Lors de la réforme de la santé et des services sociaux, le ministère a voulu connaître l’expression des usagers du réseau de la santé et des services sociaux à l’égard des services qui leurs sont dispensés. C’est ainsi que la procédure d’examen des plaintes fut inscrite dans la Loi sur les services de santé et services sociaux (LSSSS).

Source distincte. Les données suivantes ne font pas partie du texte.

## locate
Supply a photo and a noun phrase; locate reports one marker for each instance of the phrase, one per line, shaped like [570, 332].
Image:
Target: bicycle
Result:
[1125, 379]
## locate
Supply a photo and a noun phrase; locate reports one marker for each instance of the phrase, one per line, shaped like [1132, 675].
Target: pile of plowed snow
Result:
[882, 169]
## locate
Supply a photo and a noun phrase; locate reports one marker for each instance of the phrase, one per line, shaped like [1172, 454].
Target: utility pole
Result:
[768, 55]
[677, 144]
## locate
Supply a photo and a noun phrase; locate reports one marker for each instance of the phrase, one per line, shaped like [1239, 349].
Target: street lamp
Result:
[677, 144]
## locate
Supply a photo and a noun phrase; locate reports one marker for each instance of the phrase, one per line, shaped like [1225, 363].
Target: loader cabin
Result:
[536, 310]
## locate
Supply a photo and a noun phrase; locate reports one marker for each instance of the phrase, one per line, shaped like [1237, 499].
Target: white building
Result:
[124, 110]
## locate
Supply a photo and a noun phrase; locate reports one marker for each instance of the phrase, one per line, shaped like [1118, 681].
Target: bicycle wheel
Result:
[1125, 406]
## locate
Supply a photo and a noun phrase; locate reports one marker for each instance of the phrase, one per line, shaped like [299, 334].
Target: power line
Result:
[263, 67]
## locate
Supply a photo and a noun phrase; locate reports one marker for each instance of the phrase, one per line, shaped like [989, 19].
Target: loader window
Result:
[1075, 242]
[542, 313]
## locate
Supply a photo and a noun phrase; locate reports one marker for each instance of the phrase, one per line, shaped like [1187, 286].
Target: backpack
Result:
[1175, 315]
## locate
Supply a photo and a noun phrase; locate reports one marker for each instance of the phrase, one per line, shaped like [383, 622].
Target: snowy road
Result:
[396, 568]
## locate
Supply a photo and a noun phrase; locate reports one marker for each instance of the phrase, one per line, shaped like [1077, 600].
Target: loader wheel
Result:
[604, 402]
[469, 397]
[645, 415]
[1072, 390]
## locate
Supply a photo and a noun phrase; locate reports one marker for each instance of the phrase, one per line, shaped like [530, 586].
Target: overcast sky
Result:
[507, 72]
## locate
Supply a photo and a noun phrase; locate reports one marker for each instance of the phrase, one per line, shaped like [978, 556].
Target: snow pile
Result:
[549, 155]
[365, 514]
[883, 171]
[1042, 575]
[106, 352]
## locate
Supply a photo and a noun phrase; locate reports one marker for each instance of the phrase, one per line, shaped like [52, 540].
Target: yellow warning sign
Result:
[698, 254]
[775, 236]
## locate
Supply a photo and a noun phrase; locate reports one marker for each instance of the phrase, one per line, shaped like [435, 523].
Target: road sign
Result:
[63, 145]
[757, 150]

Le 1er octobre 1992 est entrée en vigueur l’article 54 de la Loi sur les services de santé et les services sociaux, loi qui fut d’ailleurs modifiée en 1998. C’était à l’article 54 que les organismes communautaires d’assistance et d’accompagnement aux plaintes étaient mentionnés.

Le 1er janvier 2002 est entrée en vigueur la Loi sur le Protecteur des usagers modifiant par la même occasion la LSSSS. Les organismes communautaires d’assistance et d’accompagnement se retrouvent dorénavant aux articles 76.6 et 76.7.

Le 1er avril 2006, l'application de la loi 83 apporte certaines modifications dans la procédure du traitement des plaintes.

Depuis septembre 1993, notre organisme assume ce mandat unique. Connu antérieurement sous le nom de SAAP Région 12, le CAAP – Chaudière-Appalaches a connu une augmentation constante de sa clientèle de même que des plaintes où il intervient.

Le CAAP – Chaudière-Appalaches demeure la ressource la mieux placée pour offrir l’assistance et l’accompagnement aux usagers puisqu’il est indépendant du réseau. Cette indépendance est facilitante quant à la promotion qu’il fait des droits des usagers puisqu’il n’est aucunement lié par les services de santé et services sociaux dispensés directement aux usagers. De plus, son indépendance lui permet de démystifier le régime d’examen des plaintes auprès des usagers qui s’adressent à lui.

De par cette indépendance et son expertise, il offre une présence rassurante et le support dont les usagers ont besoin, et ce, tout au long de leur démarche de plainte. D’une part, le CAAP facilite l’exercice des droits des usagers à l’intérieur d’un régime qui, pour certaines personnes, est vu comme complexe et sans issu. D’autre part, il permet aux usagers de s’exprimer plus clairement en précisant leurs attentes, ce qui facilite le traitement des plaintes par les personnes nommées à cet effet.